Automated river gauge plate reading using a hybrid object detection and generative AI framework in the Limpopo River Basin

Accurate and continuous monitoring of river water levels is essential for flood forecasting, water resource management, and ecological protection. Traditional hydrological observation methods are often limited by manual measurement errors and environmental constraints. This study presents a hybrid framework integrating vision based waterline detection, YOLOv8 pose scale extraction, and large multimodal language models (GPT 4o and Gemini 2.0 Flash) for automated river gauge plate reading.

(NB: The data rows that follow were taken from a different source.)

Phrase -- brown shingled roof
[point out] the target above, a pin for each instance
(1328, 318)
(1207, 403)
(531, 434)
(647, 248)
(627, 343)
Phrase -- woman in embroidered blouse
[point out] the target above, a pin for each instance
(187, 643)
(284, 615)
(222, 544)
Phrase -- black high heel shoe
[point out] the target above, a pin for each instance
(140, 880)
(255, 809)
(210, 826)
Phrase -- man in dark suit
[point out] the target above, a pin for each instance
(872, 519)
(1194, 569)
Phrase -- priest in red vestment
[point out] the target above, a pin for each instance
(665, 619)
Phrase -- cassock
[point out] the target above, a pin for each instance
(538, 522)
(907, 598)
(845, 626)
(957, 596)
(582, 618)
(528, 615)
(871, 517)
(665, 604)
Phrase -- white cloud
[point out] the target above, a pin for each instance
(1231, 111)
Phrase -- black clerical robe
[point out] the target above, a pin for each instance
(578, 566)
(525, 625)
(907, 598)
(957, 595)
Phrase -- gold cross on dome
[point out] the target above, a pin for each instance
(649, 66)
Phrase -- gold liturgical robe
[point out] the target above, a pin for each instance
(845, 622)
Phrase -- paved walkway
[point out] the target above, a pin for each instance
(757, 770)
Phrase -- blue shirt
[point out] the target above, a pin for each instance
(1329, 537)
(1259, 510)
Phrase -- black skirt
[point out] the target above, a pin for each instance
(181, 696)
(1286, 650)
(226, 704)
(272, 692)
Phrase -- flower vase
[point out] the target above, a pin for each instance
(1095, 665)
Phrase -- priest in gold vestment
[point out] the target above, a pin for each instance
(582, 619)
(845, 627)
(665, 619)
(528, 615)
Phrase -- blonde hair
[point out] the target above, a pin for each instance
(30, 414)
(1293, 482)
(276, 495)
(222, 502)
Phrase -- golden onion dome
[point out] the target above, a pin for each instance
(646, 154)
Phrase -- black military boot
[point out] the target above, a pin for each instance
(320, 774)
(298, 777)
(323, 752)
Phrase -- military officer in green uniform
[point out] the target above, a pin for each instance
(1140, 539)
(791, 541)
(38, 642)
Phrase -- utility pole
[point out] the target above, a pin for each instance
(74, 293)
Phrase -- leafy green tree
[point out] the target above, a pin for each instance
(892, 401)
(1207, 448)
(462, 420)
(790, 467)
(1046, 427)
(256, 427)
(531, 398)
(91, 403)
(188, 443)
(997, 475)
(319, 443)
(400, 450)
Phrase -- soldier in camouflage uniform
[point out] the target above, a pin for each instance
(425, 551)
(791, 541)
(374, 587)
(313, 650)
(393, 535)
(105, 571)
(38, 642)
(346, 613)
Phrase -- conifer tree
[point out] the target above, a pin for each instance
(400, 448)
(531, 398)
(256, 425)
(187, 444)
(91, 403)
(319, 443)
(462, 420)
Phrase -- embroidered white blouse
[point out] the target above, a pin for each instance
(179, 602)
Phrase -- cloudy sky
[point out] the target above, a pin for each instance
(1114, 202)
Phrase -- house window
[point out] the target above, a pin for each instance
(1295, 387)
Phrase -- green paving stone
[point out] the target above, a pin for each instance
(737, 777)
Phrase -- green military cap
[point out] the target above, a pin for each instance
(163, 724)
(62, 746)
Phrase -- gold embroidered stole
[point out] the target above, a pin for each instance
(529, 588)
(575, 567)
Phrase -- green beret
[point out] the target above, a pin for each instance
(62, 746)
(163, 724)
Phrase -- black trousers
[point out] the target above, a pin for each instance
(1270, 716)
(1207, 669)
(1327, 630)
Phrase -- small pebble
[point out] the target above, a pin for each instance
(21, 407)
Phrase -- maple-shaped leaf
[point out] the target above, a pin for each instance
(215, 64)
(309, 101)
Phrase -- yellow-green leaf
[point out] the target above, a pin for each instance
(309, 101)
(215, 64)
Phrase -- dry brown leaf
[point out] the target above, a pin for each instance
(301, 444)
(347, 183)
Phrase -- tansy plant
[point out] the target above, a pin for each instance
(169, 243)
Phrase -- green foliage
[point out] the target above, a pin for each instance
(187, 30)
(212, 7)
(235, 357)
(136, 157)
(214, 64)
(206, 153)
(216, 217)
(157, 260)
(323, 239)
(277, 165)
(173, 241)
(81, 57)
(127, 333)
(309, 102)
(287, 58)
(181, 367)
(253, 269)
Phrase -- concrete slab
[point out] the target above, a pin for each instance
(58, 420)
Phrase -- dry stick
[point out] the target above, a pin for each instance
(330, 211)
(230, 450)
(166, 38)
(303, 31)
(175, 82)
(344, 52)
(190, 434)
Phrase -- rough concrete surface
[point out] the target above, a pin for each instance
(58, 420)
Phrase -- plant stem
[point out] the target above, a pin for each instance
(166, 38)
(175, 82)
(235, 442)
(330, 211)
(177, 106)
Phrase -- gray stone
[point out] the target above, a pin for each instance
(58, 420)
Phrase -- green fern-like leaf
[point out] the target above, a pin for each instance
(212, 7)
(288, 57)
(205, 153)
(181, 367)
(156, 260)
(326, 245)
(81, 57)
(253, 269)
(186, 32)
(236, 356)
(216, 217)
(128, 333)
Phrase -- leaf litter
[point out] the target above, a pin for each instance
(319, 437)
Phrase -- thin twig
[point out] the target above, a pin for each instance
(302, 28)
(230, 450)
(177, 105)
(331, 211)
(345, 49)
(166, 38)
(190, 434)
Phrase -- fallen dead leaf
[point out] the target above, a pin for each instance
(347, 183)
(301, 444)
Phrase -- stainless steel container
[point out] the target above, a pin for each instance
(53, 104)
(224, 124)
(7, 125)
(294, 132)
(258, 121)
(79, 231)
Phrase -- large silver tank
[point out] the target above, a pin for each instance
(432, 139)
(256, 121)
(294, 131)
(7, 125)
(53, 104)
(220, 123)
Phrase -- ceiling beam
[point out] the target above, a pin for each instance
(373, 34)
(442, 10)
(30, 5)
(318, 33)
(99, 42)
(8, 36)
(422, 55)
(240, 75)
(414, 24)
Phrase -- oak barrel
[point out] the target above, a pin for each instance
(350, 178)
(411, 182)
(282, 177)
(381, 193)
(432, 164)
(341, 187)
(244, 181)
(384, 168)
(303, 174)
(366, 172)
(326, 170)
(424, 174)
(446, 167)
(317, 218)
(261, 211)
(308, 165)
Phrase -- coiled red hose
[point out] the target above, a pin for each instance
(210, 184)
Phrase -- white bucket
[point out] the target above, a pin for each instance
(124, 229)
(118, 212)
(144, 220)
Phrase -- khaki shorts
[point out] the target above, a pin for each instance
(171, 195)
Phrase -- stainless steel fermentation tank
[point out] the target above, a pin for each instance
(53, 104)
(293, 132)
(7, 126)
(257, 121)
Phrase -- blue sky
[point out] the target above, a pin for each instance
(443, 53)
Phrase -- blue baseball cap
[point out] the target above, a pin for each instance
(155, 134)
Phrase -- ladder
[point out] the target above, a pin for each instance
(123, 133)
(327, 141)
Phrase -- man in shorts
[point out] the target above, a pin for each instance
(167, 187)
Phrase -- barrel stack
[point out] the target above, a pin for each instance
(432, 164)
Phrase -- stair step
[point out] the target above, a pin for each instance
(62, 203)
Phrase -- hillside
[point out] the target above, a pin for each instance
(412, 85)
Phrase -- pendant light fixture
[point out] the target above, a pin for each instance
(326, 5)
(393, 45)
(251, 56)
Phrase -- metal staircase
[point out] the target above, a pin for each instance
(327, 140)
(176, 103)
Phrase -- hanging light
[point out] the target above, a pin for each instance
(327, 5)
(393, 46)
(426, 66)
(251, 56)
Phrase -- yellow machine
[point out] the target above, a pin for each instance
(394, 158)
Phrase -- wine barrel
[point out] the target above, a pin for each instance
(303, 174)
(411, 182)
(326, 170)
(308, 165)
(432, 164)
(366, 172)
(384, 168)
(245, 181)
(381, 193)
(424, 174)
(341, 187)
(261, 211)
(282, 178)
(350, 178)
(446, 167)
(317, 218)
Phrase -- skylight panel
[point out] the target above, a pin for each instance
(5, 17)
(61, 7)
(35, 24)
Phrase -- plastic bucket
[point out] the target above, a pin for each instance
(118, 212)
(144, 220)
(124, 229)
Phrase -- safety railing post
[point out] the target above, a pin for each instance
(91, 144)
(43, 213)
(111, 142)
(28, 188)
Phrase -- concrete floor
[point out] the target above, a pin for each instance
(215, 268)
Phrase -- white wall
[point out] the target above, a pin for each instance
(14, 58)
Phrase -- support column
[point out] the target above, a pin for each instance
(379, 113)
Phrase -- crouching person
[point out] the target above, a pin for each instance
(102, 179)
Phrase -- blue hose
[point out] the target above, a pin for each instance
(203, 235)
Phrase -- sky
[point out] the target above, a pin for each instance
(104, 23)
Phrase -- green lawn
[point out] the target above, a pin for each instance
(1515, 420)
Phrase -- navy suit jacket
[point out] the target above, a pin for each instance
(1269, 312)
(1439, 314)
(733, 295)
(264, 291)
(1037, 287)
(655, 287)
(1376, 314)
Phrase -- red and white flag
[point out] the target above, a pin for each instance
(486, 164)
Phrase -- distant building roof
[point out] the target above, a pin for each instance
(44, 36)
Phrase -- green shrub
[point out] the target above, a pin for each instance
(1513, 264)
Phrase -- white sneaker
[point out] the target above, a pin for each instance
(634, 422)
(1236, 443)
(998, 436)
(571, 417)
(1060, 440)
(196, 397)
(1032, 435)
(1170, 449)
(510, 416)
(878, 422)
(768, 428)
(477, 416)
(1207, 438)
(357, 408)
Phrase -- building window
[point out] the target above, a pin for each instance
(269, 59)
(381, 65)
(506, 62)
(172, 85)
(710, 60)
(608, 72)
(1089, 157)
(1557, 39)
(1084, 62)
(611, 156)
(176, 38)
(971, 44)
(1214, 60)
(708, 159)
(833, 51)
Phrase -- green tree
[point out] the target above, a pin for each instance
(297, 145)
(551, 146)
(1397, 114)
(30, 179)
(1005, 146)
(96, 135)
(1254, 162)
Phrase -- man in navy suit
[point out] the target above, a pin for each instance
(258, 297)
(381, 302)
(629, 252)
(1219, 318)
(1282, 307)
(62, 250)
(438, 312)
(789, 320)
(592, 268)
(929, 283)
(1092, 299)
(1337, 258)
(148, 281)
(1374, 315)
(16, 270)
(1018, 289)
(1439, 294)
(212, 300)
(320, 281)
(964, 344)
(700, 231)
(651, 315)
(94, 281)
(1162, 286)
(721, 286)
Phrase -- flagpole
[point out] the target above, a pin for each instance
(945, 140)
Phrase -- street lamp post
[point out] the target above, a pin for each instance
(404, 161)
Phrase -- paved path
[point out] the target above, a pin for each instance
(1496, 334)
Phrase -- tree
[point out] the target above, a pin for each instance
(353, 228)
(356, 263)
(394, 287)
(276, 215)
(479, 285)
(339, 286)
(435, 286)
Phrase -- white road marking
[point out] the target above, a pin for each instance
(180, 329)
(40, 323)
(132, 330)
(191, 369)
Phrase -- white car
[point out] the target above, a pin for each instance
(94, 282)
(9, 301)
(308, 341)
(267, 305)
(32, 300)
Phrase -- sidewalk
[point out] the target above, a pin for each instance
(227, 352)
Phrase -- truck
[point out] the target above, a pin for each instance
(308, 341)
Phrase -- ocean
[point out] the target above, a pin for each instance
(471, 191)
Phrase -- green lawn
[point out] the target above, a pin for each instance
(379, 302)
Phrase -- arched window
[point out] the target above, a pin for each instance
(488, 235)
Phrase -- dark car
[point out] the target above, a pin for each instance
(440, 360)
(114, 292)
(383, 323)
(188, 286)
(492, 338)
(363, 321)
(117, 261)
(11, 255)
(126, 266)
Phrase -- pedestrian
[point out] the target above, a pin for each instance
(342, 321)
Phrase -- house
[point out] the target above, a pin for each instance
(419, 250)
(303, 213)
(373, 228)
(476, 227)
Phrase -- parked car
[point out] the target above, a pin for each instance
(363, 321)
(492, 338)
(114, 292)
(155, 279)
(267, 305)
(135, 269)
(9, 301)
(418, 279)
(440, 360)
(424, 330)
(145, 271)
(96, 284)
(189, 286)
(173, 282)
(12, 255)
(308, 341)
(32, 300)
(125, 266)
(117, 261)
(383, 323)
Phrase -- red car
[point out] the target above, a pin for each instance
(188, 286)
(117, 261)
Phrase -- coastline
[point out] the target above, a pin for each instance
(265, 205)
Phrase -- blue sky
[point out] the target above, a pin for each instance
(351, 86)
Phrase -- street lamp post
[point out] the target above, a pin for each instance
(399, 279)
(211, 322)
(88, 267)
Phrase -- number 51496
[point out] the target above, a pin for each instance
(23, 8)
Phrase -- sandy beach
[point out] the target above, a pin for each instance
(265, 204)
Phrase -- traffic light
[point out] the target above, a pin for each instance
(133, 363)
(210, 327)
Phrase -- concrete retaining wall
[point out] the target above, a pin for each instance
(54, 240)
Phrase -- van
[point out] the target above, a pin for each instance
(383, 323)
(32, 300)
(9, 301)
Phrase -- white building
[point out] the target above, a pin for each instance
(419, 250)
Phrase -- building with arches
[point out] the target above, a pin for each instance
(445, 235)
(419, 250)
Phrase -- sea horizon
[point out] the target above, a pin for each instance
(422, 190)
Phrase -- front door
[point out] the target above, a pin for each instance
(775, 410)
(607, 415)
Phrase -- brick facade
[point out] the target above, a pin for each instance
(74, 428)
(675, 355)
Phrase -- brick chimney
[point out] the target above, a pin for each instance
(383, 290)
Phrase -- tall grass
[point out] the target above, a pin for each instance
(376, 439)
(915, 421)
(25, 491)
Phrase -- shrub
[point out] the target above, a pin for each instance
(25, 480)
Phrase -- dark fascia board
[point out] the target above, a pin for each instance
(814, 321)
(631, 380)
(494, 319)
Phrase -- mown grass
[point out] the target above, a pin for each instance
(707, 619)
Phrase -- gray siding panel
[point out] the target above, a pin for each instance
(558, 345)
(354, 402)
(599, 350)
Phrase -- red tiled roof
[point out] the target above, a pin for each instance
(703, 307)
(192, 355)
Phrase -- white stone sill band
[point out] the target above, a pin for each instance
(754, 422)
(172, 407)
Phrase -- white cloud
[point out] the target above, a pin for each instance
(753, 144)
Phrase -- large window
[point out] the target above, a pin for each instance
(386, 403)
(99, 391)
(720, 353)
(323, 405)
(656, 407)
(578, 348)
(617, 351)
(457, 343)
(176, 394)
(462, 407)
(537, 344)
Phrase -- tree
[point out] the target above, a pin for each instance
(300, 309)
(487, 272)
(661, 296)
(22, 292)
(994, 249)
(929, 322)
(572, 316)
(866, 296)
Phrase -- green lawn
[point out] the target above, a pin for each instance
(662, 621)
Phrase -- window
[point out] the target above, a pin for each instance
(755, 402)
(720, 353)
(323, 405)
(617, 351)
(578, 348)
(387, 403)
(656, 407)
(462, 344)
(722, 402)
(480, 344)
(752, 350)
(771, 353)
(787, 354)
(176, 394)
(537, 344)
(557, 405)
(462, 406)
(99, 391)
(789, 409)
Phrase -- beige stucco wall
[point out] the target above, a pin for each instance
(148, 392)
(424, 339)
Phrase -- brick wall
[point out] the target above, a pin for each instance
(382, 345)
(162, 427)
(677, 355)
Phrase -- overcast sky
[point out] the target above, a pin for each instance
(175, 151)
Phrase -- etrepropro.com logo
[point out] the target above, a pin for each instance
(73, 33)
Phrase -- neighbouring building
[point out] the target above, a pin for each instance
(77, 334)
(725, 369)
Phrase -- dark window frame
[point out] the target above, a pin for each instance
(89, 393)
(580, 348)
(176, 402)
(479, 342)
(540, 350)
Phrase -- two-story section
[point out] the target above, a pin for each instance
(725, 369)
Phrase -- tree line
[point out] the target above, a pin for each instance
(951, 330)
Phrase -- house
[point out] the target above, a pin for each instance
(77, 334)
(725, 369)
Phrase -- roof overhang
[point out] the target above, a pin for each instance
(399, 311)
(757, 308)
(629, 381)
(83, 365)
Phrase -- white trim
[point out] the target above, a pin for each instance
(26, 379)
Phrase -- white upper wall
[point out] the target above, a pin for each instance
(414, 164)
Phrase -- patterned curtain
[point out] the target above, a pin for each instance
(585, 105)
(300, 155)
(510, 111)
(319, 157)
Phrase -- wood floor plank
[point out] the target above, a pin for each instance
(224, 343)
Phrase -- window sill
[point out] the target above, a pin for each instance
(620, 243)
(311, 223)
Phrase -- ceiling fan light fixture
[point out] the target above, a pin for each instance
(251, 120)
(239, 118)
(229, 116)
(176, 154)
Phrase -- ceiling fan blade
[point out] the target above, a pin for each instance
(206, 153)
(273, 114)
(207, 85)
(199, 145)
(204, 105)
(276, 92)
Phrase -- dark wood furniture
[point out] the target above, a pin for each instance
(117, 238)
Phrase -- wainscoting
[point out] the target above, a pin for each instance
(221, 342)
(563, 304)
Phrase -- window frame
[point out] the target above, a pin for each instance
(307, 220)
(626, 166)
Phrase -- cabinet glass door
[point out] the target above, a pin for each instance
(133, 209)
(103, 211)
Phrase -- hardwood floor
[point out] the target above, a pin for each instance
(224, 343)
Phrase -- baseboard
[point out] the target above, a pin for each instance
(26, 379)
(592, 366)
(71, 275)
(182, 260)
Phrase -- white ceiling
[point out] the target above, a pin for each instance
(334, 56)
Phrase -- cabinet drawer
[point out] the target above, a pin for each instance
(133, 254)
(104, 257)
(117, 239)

The methodology involves sequential stages of image preprocessing, annotation, waterline detection, scale gap estimation, and numeric reading extraction. Experiments demonstrate that waterline detection achieved high precision of 94.24 percent and an F1 score of 83.64 percent, while scale gap detection provided accurate geometric calibration for subsequent reading extraction. Incorporating scale gap metadata substantially improved the predictive performance of LLMs, with Gemini Stage 2 achieving the highest accuracy, with a mean absolute error of 5.43 cm, root mean square error of 8.58 cm, and R squared of 0.84 under optimal image conditions. Results highlight the sensitivity of LLMs to image quality, with degraded images producing higher errors, and underscore the importance of combining geometric metadata with multimodal artificial intelligence for robust water level estimation. Overall, the proposed approach offers a scalable, efficient, and reliable solution for automated hydrological monitoring, demonstrating potential for real time river gauge digitization and improved water resource management.

翻译：河流水位的准确连续监测对于洪水预报、水资源管理和生态保护至关重要。传统水文观测方法常受限于人工测量误差和环境约束。本研究提出一种混合框架，集成了基于视觉的水位线检测、YOLOv8姿态尺度提取以及大型多模态语言模型（GPT-4o和Gemini 2.0 Flash），用于实现自动水尺读数识别。该方法包含图像预处理、标注、水位线检测、刻度间隙估计和数字读数提取的连续阶段。实验表明，水位线检测实现了94.24%的高精度和83.64%的F1分数，而刻度间隙检测为后续读数提取提供了准确的几何校准。引入刻度间隙元数据显著提升了大型语言模型的预测性能，其中Gemini Stage 2在最优图像条件下取得了最高准确度，其平均绝对误差为5.43厘米，均方根误差为8.58厘米，R平方值为0.84。结果突显了大型语言模型对图像质量的敏感性——图像质量下降会导致误差增大，并强调了将几何元数据与多模态人工智能相结合对于稳健水位估计的重要性。总体而言，所提出的方法为自动化水文监测提供了可扩展、高效且可靠的解决方案，展现了实时水尺数字化和改善水资源管理的潜力。